Le premier, celui qui décidément était une belle jeune fille, avait rejoint le second pour lui prêter main-forte dans une tâche dont Serge ne comprit pas tout de suite le sens. Avec le Noir et l’inconnu longiligne, ils avaient déposé la femme aux pieds blessés sur l’herbe de la clairière. Serge se frottait le visage quand il reçut un deuxième coup de fouet qui l’atteignit à la main, à l’épaule et à l’oreille. Il avait protégé ses yeux, d’instinct. Quand il baissa le bras, il vit l’un des gardes frapper la femme étendue à coups de pied. Elle jeta une plainte sourde. Le garde était chaussé de bottes très ajustées qui moulaient sa jambe et brillaient à la pointe, comme si elles étaient ferrées. Sa lampe frontale faisait flamboyer la chevelure rousse de la jeune femme blessée. Il l’empoigna et tira la femme à l’écart. L’autre brandissait son fouet, tout en menaçant les serfs avec son pistolet à boule.

Serge devait apprendre un peu plus tard que cette arme pouvait assommer un homme ou un chien à dix mètres, un bison ou un cheval à cinq. De toute façon, la prudence lui commandait de s’éloigner. Et pourtant, il se rapprocha, poussé par la curiosité, un peu tenté aussi de se faire tuer pour arrêter de souffrir. « Rendez-vous au jugement dernier… » Il regarda la femme rousse. Le fouet zébrait de traînées sanglantes sa peau d’un doux jaune orangé. La boue grise qui couvrait ses pieds se teintait de rouge vif. Les gardes cessèrent de la frapper et commencèrent à lui arracher ses vêtements. Sa veste fut jetée aux serfs. Le pantalon suivit. Des serfs qui avaient compris la règle du jeu finirent de la déshabiller et se partagèrent ses sous-vêtements. Puis le garde au visage féminin sortit d’une poche de son uniforme un long couteau à manche de métal qu’il ouvrit lentement, avec l’air d’un musicien essayant un instrument délicat. Puis il se pencha sur la femme qu’une demi-douzaine de serfs tenaient solidement et lui trancha un sein. Elle perdit aussitôt conscience. Évanouie et plus qu’à moitié morte, elle fut alors violée un grand nombre de fois. Le garde mâle l’acheva d’un coup de kong-assommeur. Un peu partout à travers la clairière, d’autres gardes tuaient les blessés et les rebelles à coups de kong, de couteau, de fouet ou de bottes.

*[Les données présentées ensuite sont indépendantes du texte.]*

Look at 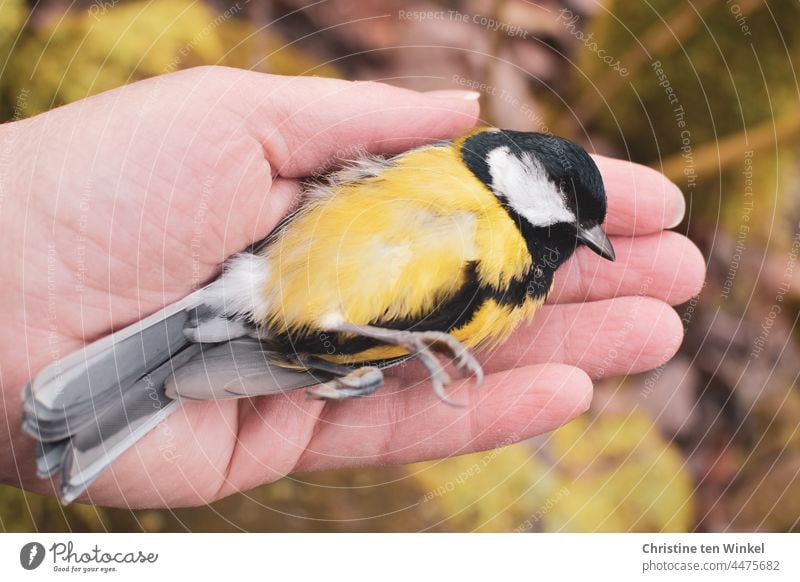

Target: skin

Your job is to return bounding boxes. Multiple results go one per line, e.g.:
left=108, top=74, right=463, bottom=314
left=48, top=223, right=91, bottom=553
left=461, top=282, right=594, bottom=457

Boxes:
left=0, top=67, right=704, bottom=507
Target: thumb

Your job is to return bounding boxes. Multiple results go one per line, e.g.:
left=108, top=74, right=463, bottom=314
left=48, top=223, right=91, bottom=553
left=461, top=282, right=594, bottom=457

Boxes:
left=231, top=74, right=479, bottom=178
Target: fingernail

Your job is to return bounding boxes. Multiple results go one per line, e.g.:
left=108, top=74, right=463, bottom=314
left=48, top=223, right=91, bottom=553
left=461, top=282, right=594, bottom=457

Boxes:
left=667, top=184, right=686, bottom=228
left=425, top=89, right=481, bottom=101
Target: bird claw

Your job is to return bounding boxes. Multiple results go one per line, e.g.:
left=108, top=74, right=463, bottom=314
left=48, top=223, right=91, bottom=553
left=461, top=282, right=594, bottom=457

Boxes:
left=306, top=366, right=383, bottom=400
left=404, top=332, right=484, bottom=407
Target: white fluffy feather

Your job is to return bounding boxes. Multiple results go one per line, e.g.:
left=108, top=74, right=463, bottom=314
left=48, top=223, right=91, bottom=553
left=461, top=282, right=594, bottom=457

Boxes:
left=486, top=147, right=575, bottom=226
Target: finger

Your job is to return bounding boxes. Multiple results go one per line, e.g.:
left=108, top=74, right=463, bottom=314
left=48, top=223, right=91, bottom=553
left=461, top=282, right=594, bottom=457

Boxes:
left=296, top=364, right=592, bottom=471
left=547, top=232, right=705, bottom=305
left=480, top=296, right=683, bottom=378
left=594, top=156, right=686, bottom=236
left=234, top=75, right=479, bottom=177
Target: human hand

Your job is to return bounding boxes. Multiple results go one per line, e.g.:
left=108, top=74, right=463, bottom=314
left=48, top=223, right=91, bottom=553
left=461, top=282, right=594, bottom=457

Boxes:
left=0, top=67, right=703, bottom=507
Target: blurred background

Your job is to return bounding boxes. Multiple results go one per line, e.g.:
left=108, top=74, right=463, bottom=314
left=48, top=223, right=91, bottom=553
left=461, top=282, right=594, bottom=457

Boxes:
left=0, top=0, right=800, bottom=532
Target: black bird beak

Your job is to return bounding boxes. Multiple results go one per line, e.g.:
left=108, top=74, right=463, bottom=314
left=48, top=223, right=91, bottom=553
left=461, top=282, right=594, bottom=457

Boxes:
left=578, top=224, right=617, bottom=261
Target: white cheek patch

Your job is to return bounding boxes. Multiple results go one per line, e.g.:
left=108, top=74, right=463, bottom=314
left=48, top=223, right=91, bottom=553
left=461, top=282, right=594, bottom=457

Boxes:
left=486, top=147, right=575, bottom=226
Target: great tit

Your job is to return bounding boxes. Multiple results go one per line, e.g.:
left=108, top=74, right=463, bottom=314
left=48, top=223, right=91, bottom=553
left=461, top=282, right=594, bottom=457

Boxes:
left=23, top=128, right=614, bottom=503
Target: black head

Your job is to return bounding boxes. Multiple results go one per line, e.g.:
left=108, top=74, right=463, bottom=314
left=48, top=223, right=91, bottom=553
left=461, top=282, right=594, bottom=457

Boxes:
left=461, top=129, right=615, bottom=261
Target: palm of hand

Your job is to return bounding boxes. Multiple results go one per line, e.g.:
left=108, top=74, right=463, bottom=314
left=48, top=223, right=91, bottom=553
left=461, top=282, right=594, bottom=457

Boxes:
left=3, top=69, right=703, bottom=506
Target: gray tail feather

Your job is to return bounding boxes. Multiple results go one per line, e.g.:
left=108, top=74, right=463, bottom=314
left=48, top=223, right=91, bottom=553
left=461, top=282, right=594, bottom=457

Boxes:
left=22, top=291, right=330, bottom=504
left=22, top=296, right=201, bottom=503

Serge avait assisté, immobile, hébété, au viol et au meurtre de l’étrangère rousse, qu’il avait enviée à cause de ses pieds nus, puis qu’il avait espéré sauver et dont il ne connaîtrait jamais le nom ni la race. Que pouvait-il faire ? Provoquer les gardes et s’offrir le grand saut jusqu’au jugement dernier ? Il avait choisi de survivre. Ou du moins d’essayer.

Après une pause d’une demi-heure, la colonne repartit, laissant vingt ou trente cadavres dans la clairière.

Le jour se levait quand les serfs arrivèrent au camp qui leur était destiné. Les baraquements étaient du même type que ceux qu’ils avaient aperçus en débarquant de l’aérobus. On leur permit de se coucher sur une litière d’herbes et de fougères. Des baquets d’eau et de nourriture étaient alignés le long des murs. Serge but un peu, agenouillé devant un baquet d’eau, mais il n’eut pas la force de s’approcher du baquet de pâtée. Il n’eut même pas celle de se relever. Il rampa jusqu’à la paille et il s’endormit en souhaitant ne jamais se réveiller.